L’associazione ambientalista ritiene che i bidoni in plastica utilizzati e abbandonati negli anni siano svariate centinaia

di Fabrizio Geremicca

I pescatori lo chiamano pesce settembrino, perché la sua presenza nel Mediterraneo ed in particolare nel mare che bagna le coste tirreniche si concentra nel periodo della fine dell’estate. E’ la lampuga, una specie migratoria dalla livrea grigio azzurra. I pescherecci utilizzano per insidiarla i FAD (Fishing Aggregative Device): oggetti galleggianti che attraggono gli organismi marini. Alcuni equipaggi che pescano la lampuga sono ormeggiati anche alla Marina di Sorrento, nel porto di Marina Grande. Si spingono circa dieci miglia al largo tra gli isolotti de Li Galli e Capri.

Il Wwf Terre del Tirreno (la sezione del Panda in penisola sorrentina) ha inviato una nota alla Procura della Repubblica di Torre Annunziata, alla Guardia di Finanza ed alla Capitaneria di Porto per accertare «se l’attività di pesca alla lampuga venga esercitata nel rispetto della normativa di riferimento a tutela della fauna e dell’ecosistema marino, in particolare in relazione al materiale biodegradabile da utilizzare, all’impiego dei bidoni in plastica e cemento ed alle catture di specie non bersaglio».

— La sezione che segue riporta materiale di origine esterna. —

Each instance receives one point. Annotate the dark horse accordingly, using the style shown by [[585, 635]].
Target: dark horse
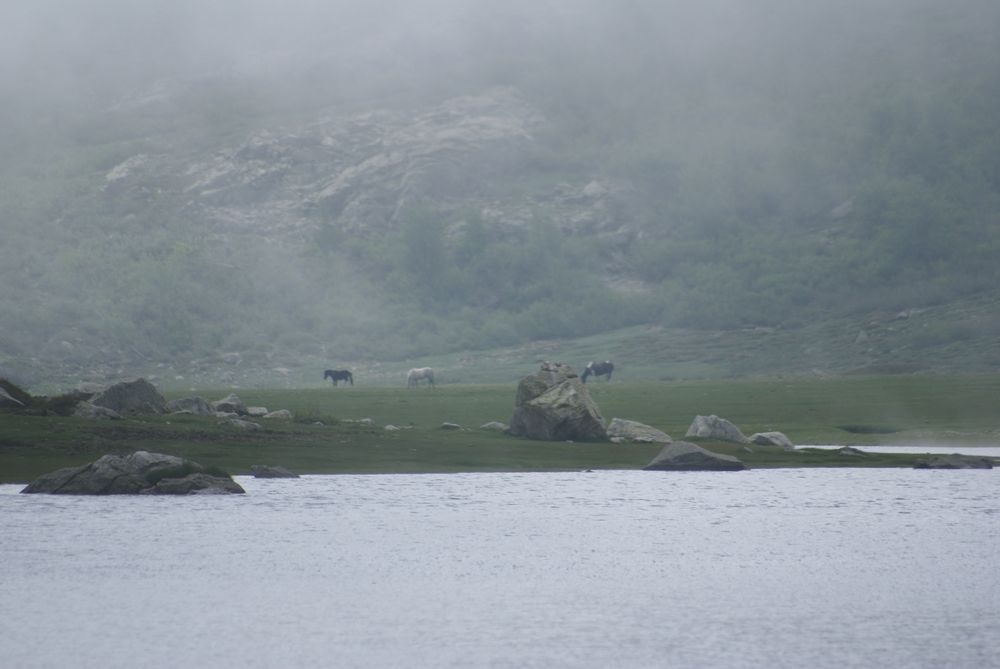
[[598, 369], [339, 375]]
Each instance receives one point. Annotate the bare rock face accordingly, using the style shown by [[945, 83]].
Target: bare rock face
[[636, 432], [136, 474], [685, 456], [139, 396], [554, 405], [713, 427], [271, 472], [196, 405], [772, 439], [9, 401], [954, 461], [230, 404], [85, 409]]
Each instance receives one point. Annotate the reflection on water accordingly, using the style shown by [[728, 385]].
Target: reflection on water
[[777, 568]]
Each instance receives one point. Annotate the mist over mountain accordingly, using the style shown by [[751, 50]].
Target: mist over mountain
[[382, 180]]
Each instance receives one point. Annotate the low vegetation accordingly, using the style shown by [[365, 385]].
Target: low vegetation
[[330, 436]]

Rileva il Wwf: «Attualmente le imbarcazioni sono già salpate con diverse decine di bidoni in plastica riempiti di cemento e ferro, frasche e lenza di nylon robusta per allestire nuovi FAD. Alcuni di essi sono collegati ai corpi morti con pezzi di reti inutilizzate, provenienti da spadare mai smaltite». L’associazione ambientalista rileva, inoltre, che «si hanno fondati motivi di ritenere che nel corso degli anni i bidoni in plastica, riempiti di cemento e ferro, utilizzati per allestire nuovi FAD, riversati ed abbandonati a mare, assieme a chilometri di lenze e pezzi di rete usati come cime per legare le foglie di palma, siano svariate centinaia».